Its flagship browser comes with an ad blocker, VPN, messaging function, and even a native crypto wallet, all of which are standard features with no plug-ins required. But it also now comes with built-in generative AI tools powered by a combination of Opera's in-house AI model called ARIA, and OpenAI's ChatGPT.

Users can prompt Opera with queries and receive direct answers, reducing their reliance on search engines like Google. And it can generate text summaries, translate content, and even write social media posts for users, which are other features generative AI has become known for.

In its second-quarter presentation to investors, Opera said 74% of its new customers are acquired organically, which means it doesn't have to rely on costly marketing to fuel growth. As a result, the money it does spend on advertising is solely focused on high-value users, and this strategy has helped the company grow its average revenue per user threefold over the last four years, to $1.17.

In the second quarter, the company generated $94.1 million in total revenue, which represented 21% growth year over year -- the 10th consecutive quarter it grew revenue by more than 20%. It was also profitable, with $13.5 million in net income, taking its 2023 total to date to $29 million.

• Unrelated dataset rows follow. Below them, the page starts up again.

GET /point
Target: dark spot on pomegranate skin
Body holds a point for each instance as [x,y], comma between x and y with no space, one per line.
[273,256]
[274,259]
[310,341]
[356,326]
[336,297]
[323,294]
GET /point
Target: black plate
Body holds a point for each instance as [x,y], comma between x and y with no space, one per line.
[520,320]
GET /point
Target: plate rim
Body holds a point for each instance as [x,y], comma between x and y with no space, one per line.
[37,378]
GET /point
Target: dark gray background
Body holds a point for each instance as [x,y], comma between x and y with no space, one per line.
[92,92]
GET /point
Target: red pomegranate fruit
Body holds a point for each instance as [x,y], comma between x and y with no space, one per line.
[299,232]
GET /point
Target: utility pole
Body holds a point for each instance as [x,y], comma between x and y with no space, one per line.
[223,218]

Since Opera is making money, it's returning capital to shareholders through share buybacks and dividends. It will pay out two issuances of $36 million in dividends in 2023, with the first in June.

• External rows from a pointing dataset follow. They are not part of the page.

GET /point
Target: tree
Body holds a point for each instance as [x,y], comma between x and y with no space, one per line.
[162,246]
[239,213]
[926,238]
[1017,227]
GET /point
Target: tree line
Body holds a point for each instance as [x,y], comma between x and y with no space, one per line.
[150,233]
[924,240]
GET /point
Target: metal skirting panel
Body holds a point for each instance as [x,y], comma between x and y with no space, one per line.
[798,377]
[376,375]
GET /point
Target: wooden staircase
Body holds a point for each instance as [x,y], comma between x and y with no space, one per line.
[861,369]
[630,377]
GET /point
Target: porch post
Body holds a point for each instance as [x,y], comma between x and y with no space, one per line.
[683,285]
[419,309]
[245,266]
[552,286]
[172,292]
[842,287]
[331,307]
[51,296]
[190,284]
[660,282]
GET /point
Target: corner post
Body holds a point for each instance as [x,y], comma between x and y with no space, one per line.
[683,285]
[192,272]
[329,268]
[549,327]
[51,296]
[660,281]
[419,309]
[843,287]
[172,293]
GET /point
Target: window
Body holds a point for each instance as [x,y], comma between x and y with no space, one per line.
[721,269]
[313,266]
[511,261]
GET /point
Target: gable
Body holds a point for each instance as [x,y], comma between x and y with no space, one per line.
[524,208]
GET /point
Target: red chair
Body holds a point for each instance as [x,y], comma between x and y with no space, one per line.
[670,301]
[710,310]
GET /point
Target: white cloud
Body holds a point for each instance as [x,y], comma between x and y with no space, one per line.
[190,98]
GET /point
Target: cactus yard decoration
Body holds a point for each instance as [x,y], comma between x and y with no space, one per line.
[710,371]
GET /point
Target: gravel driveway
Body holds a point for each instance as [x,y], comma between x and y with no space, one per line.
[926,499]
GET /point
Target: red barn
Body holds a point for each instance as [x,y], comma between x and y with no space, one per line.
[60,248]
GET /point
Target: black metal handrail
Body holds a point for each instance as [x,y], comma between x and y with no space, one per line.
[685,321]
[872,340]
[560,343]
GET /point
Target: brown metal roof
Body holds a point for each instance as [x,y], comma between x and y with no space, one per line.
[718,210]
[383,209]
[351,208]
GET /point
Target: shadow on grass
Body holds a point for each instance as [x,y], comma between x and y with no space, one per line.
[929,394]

The Wall Street Journal tracks just three analysts covering Opera stock right now, and they have all given it the highest-possible buy rating. They have an average price target of $21, which implies an upside of 66% from where it trades as of this writing.

Opera is still a small company with a valuation of just $1.1 billion, so investors should expect volatility if they choose to buy in. While its stock has more than doubled in 2023, it's also down over 50% from its all-time high, which was set just two months ago.

SoundHound AI: Implied upside of 123%

Shares of SoundHound AI have jumped 73% so far in 2023 on the back of investors' growing interest in AI. The company is a specialist in a generative AI subfield called conversational AI, which involves developing chatbots capable of recognizing -- and responding with -- spoken voice.

SoundHound's technology has already been adopted by hundreds of businesses across the hospitality and automotive sectors.

For example, a restaurant can use SoundHound's conversational AI to answer 100% of its phone calls. It can accept orders or answer basic questions about opening hours and its location. But the technology can also be used to handle orders from customers dining in the restaurant, in addition to those using the drive-thru.

Following its success in the hospitality industry, SoundHound is now rolling out a platform called Smart Answering to suit all business types, which will significantly expand its addressable market. 

The company's technology is also used by leading car manufacturers including Mercedes-Benz and Honda. Drivers can pose a variety of queries to their in-car voice assistant to help with navigation, find information about the weather, or even roll the vehicle's windows up or down.

SoundHound is valued at just $546 million as of this writing. In the recent second quarter (ended June 30), it only generated $8.8 million in revenue, though that was an impressive 42% increase compared to a year ago. While the company is still scaling up, there is a constant stream of demand coming from customers; it currently has an order backlog worth $339 million, which has grown by 20% over the past year.

But buying SoundHound stock comes with risk. The company has $115 million in cash on hand, and it made a net loss of almost $22 million in the second quarter.

While it's working to bring those losses down, there's almost no question it will need another cash injection at some point. Scaling a technology business can become a very capital-intensive exercise.

The Wall Street Journal is tracking just three analysts covering SoundHound stock at the moment. All of them have given it the highest-possible buy rating, and they have a consensus price target of $5.07 which implies potential upside of 118% from where it trades as of this writing.

Given the company's impressive customer list and its growing order backlog, its stock presents an enticing risk/reward proposition.